Biggest jump is in Cat C (goods vehicles and buses), almost 7-fold; followed by Cat D (motorcycles), 31%

Only the numbers for Cat A "small car" and Cat B "big car" COEs shrink. There will be 3,797 Cat A COEs each month, down 7.5 per cent, and 2,641 Cat B COEs, down 2.7 per cent.


THERE will be a huge spike in commercial vehicle certificates of entitlement (COEs) from next month as the overall COE quota expands 20.1 per cent to 31,708.

The May to July 2017 COE quota rises for the second straight quarter and leading the increase is Category C for goods vehicles and buses. The number of Cat C COEs soars 573 per cent or almost seven-fold to 2,168 each month for the next three months.

The Land Transport Authority said that this was due to the large number of deregistrations in the preceding quarter. "This clustering was due to the large number of Category C COEs that were renewed in 2007 due to a shortage in the supply of new Euro IV diesel goods vehicles," the authority explained in its announcement.

Market voices on:

There will also be more Cat D COEs for motorcycles, up 31.1 per cent each month to 907.

There are more Cat E open category COEs as well, up 9.6 per cent at 1,055.

Only the numbers for Cat A "small car" and Cat B "big car" COEs shrink. There will be 3,797 Cat A COEs each month, down 7.5 per cent, and 2,641 Cat B COEs, down 2.7 per cent.

The announcement of the COE quota was made after the end of the first COE bidding exercise in April.

Premiums for passenger cars continued to rise, inching up despite what some dealers say is a weak market.

Cat A - for cars below 1,600 cc or 130 hp - rose S$235 to S$52,000, while Cat B - for cars above 1,600 cc and 130 hp - climbed S$405 to S$54,405.

Cat E - which currently tracks Cat B - was marginally higher, up S$55 at S$54,556.

But Cat C and Cat D were both lower. The motorcycle premium fell S$1,130 from the record high set two weeks ago to S$45,906, while the goods vehicle premium slipped S$492 to S$7,589.

Showroom traffic may have fallen after the previous spike in COE premiums, but Nicholas Wong, general manager of authorised Honda distributor Kah Motor, said that some dealers still had a "backlog" that has not been cleared.

"Four bids ago when COE fell to S$48,000, distributors collected a lot of orders and customers are now chasing for delivery," he said.

He added that even after two months, some of these orders have not been fulfilled because "there are simply not enough COEs to go after the private-hire companies entered the frenzy".

Mr Wong said: "In the past, without private hire, we could predict when we could secure a COE and deliver the car. But now, we won't be able to tell accurately."

As for motorcycle and goods vehicle COEs, one source had correctly speculated that the upcoming May to July 2017 quota would be bigger and hence, one reason for the dip in premiums.

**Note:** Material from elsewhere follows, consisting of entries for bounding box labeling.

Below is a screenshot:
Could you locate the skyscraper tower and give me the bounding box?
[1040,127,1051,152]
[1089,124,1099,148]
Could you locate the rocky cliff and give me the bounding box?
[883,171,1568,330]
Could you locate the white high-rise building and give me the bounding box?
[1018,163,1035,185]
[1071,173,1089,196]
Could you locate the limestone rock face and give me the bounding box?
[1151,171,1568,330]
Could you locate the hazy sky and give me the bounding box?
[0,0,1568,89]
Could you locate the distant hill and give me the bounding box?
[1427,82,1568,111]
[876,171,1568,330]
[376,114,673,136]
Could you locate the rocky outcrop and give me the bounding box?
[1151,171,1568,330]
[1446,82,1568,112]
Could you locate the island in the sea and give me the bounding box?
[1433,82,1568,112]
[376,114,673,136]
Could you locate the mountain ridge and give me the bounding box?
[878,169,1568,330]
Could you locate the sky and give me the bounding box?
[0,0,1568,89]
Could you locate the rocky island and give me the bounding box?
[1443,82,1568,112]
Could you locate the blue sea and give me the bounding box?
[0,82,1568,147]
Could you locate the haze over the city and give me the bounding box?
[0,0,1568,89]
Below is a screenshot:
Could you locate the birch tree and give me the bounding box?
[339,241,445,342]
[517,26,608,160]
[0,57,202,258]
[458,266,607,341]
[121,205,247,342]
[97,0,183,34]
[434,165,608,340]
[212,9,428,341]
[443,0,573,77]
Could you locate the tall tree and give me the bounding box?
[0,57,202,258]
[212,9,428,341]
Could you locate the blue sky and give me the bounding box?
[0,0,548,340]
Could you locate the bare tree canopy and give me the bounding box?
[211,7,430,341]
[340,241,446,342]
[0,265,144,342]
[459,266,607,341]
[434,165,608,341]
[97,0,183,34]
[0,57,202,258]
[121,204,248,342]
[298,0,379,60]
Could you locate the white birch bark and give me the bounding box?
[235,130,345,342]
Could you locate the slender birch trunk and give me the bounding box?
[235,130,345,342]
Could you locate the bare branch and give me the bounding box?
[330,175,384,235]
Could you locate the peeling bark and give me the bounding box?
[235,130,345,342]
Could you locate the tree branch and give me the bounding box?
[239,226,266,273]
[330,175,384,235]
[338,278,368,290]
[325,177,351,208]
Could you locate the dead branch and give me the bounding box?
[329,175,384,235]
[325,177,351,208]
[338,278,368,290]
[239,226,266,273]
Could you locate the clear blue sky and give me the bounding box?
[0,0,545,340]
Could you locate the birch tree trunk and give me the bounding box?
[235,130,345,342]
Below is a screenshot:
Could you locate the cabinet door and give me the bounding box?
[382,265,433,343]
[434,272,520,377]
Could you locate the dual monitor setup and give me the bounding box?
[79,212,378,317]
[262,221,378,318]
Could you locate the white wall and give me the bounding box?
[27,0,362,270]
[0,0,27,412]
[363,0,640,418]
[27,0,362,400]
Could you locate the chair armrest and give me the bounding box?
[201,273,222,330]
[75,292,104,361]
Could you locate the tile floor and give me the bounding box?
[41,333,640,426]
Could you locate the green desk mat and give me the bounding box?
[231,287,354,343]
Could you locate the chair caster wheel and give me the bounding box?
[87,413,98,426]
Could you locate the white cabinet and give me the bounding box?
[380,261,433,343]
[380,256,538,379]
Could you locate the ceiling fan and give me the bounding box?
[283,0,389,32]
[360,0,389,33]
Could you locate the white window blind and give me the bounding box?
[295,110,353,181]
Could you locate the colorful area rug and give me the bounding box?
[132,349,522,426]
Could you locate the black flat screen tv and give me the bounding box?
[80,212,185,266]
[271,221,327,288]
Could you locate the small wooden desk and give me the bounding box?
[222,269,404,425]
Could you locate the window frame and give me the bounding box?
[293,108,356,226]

He said that the motorcycle premium may have risen so high that prospective buyers are holding back their purchases, especially with more bike COEs expected when the contribution of 10 per cent of the motorcycle COE quota to the Open category COE quota ends.

Vincent Tan, managing director of established parallel importer VinCar, had also expected a bigger commercial vehicle quota because of higher deregistrations. "This is why people were not bidding as urgently."

Also dampening Cat C demand is the fact that not all commercial vehicle dealers have Euro 6 stock to sell yet.

The Euro 6 emission standard for diesel vehicles will supersede the current Euro 5 on Jan 1, 2018. But the impending changeover has disrupted the supply of commercial models because not all dealers who have run out of Euro 5 vehicles are ready to roll out their Euro 6 versions.